In examining regional economic performance, Stewart focuses on the following five measures: median wage, growth in gross regional product (GRP), total factor productivity, per capita income, and the poverty rate. This relatively broad set of metrics reflects the idea that economic well-being goes beyond wages and employment. Stewart finds that regions with a higher concentration of High STEM/High Soft occupations have a higher median wage and total factor productivity, but lower GRP growth. Regions with High STEM/Low Soft occupations have the second-highest median wage, followed by regions with Low STEM/High Soft occupations and regions with Low STEM/Low Soft occupations. Stewart’s results also imply that areas with a high concentration of Low STEM/Low Soft jobs are least economically developed, suggesting that local officials in those areas should devise plans for addressing issues such as negative GRP growth and make efforts to attract jobs with higher STEM- and soft-skill requirements. Occupations in the bottom third of the STEM- and soft-skill continuums account for 34.1 percent of U.S. employment, and Stewart rightly points out that these occupations will not disappear overnight and should be accommodated by long-term regional policy.
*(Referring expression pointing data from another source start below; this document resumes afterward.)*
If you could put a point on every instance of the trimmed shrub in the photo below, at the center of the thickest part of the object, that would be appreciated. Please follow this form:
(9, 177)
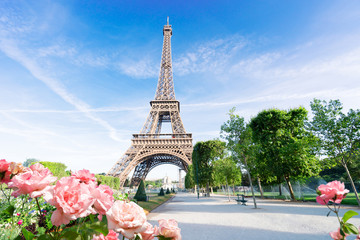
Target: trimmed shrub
(57, 169)
(140, 193)
(112, 182)
(161, 193)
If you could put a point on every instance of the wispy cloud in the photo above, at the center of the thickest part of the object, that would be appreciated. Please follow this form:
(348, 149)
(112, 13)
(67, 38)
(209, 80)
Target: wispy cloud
(11, 50)
(209, 56)
(143, 68)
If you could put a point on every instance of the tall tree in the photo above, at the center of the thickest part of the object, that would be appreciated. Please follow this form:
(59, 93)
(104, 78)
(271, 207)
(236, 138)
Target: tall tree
(285, 145)
(339, 133)
(226, 172)
(204, 154)
(29, 161)
(189, 178)
(238, 136)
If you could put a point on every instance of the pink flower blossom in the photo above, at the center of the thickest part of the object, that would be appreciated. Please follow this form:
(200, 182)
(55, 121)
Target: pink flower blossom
(336, 235)
(34, 181)
(111, 236)
(104, 198)
(126, 218)
(149, 232)
(4, 165)
(72, 199)
(4, 171)
(84, 176)
(169, 229)
(333, 191)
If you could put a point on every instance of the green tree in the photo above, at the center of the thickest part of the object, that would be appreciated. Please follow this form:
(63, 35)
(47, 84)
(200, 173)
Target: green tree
(189, 178)
(141, 193)
(30, 161)
(204, 154)
(285, 145)
(339, 133)
(239, 141)
(226, 172)
(57, 169)
(161, 193)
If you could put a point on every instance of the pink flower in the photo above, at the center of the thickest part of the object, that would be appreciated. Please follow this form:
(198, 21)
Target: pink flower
(111, 236)
(169, 229)
(84, 176)
(126, 218)
(333, 191)
(72, 199)
(4, 171)
(336, 235)
(34, 181)
(104, 198)
(149, 232)
(4, 165)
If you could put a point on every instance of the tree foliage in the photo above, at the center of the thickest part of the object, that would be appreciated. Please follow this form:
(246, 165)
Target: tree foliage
(113, 182)
(28, 162)
(161, 193)
(189, 178)
(57, 169)
(141, 193)
(204, 154)
(285, 145)
(226, 172)
(339, 133)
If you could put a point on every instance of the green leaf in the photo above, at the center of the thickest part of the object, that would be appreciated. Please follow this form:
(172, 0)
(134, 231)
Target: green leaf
(9, 210)
(70, 235)
(28, 235)
(328, 213)
(44, 237)
(350, 228)
(41, 230)
(349, 214)
(99, 227)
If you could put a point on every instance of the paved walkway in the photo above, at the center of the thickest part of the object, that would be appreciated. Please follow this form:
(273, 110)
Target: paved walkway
(217, 218)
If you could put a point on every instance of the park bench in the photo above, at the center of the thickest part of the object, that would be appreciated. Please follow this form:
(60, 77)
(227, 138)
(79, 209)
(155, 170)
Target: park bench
(241, 200)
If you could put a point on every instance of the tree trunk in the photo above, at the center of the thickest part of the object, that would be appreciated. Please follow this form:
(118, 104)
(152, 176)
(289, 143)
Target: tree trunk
(252, 189)
(351, 181)
(292, 195)
(260, 188)
(227, 187)
(280, 193)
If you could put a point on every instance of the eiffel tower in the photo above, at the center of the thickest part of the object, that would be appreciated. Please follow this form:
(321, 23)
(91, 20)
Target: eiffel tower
(151, 148)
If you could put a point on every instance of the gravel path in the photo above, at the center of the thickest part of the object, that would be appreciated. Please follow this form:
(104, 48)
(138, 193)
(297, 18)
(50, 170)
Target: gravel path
(217, 218)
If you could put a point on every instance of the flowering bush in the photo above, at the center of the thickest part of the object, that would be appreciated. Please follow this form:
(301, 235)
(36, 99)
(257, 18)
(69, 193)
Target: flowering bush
(331, 195)
(71, 209)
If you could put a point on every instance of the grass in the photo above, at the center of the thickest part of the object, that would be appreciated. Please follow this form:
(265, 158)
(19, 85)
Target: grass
(154, 201)
(349, 200)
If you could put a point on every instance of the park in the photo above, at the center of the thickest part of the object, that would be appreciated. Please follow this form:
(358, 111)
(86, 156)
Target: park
(262, 140)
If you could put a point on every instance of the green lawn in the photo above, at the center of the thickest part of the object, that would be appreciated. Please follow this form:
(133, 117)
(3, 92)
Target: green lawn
(349, 200)
(154, 201)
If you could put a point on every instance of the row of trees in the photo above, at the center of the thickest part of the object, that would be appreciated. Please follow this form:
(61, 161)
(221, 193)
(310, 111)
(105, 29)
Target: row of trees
(280, 145)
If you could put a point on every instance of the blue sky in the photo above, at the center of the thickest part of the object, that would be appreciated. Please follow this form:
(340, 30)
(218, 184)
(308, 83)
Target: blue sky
(76, 77)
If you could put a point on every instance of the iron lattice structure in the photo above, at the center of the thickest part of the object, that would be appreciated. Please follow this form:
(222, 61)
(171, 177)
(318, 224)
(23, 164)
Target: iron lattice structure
(152, 148)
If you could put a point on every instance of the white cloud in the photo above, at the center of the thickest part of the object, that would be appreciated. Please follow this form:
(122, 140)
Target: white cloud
(210, 56)
(12, 51)
(143, 68)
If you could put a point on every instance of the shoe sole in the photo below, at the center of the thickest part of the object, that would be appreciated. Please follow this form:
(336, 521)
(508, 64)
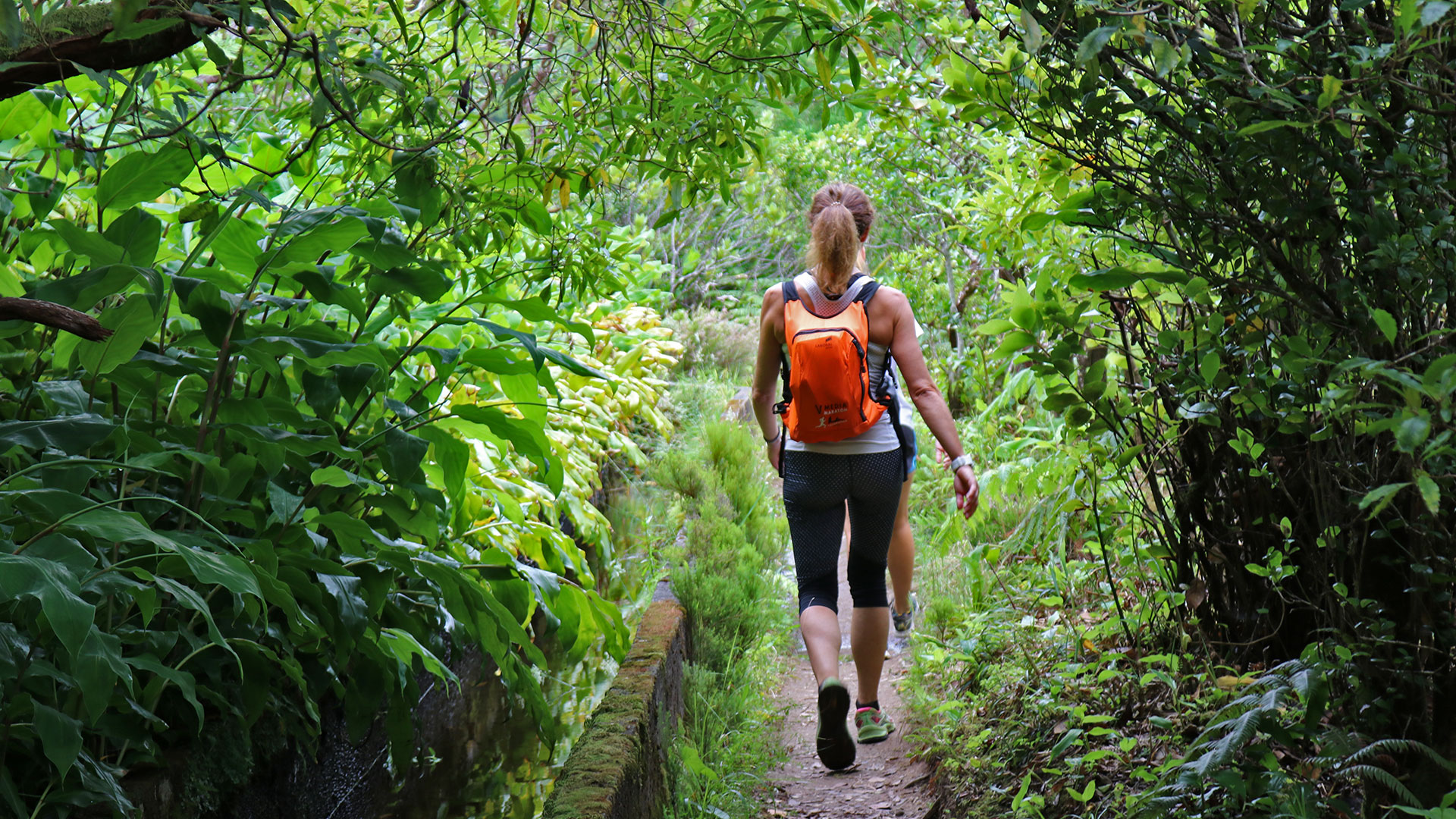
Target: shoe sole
(836, 748)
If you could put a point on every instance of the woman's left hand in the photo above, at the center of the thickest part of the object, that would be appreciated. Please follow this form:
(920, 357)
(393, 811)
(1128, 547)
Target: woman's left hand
(967, 491)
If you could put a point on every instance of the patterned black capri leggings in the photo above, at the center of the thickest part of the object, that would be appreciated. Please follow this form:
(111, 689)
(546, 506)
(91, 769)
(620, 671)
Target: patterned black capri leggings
(816, 487)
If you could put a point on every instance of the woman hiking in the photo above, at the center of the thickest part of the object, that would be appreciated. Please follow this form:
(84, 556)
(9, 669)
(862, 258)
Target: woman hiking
(830, 331)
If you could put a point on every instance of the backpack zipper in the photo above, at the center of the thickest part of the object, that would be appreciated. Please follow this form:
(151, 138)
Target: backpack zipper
(864, 375)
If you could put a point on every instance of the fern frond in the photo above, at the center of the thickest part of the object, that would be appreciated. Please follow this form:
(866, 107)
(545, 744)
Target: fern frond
(1400, 746)
(1383, 777)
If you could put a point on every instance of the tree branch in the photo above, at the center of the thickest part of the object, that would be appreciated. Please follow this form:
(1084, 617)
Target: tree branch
(50, 314)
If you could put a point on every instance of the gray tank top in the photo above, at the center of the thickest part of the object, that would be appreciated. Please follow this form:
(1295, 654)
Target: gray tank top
(881, 436)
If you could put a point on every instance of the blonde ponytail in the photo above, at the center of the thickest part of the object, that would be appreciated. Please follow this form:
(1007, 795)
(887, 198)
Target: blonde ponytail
(839, 216)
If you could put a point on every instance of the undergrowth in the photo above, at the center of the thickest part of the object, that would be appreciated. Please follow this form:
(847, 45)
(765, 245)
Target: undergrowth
(726, 572)
(1059, 673)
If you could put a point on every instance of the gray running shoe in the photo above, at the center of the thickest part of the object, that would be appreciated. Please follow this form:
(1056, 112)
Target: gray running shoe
(903, 621)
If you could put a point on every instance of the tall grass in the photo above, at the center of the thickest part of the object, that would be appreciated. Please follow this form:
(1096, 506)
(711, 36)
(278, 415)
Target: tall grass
(726, 569)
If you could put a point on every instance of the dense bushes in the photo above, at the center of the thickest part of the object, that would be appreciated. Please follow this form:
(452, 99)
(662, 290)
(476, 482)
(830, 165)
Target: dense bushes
(726, 570)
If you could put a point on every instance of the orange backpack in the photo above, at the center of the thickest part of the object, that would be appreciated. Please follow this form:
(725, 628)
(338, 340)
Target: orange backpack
(826, 371)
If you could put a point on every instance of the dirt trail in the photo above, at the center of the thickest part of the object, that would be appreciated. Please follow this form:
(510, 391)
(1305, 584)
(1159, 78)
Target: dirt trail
(883, 781)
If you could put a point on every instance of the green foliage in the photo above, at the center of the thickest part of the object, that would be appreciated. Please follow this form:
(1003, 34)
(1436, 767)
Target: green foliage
(726, 572)
(1244, 306)
(332, 436)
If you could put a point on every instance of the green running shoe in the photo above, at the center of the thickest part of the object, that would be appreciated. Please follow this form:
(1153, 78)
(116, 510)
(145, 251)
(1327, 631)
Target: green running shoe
(836, 748)
(873, 726)
(903, 621)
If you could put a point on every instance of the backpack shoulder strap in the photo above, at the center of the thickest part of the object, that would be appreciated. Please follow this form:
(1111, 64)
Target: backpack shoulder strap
(867, 292)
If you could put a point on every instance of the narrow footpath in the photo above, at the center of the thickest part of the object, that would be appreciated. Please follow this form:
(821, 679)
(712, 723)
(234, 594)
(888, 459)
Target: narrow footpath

Throughout the book, Stewart maintains that STEM education is not the only—or even the most likely—path to economic development. In the United States, more than 50 percent of all workers are employed in jobs in the lower half of the STEM- and soft-skill continuums. For every High STEM job, there are 2.6 Low STEM jobs. Stewart points out that there simply are not enough High STEM jobs, so giving everyone an engineering degree is not the panacea for regional economic problems. Moreover, she finds that the focus on STEM education is too narrow. Regions whose employment is dominated by High Soft jobs have higher median wages and higher productivity, irrespective of the level of STEM skills involved. Overall, Stewart advocates for an education policy model that favors responding to labor demand over what she calls the “blunt, supply-based proxy of educational attainment.”
The STEM Dilemma draws heavily on data to reveal the optimal way to structure education policy. It tells us that, before choosing to rely solely on STEM education as a policy tool, we must ensure that the opportunity cost of doing so is worth it and that there are no other, more efficient ways to increase overall economic activity. It should be noted that Stewart’s book was published in 2017, and its analyses do not capture the effects of the coronavirus pandemic. How would these analyses differ now that working from home has become more common? Would regional differences still matter as much given that people with college education have increased their participation in the work-from-home economy? And have advanced soft skills become more coveted in an age of online meetings? These are long-term questions that will only be answered years removed from the pandemic, but Stewart has laid the groundwork that could guide future research and serve as a baseline for detecting significant change.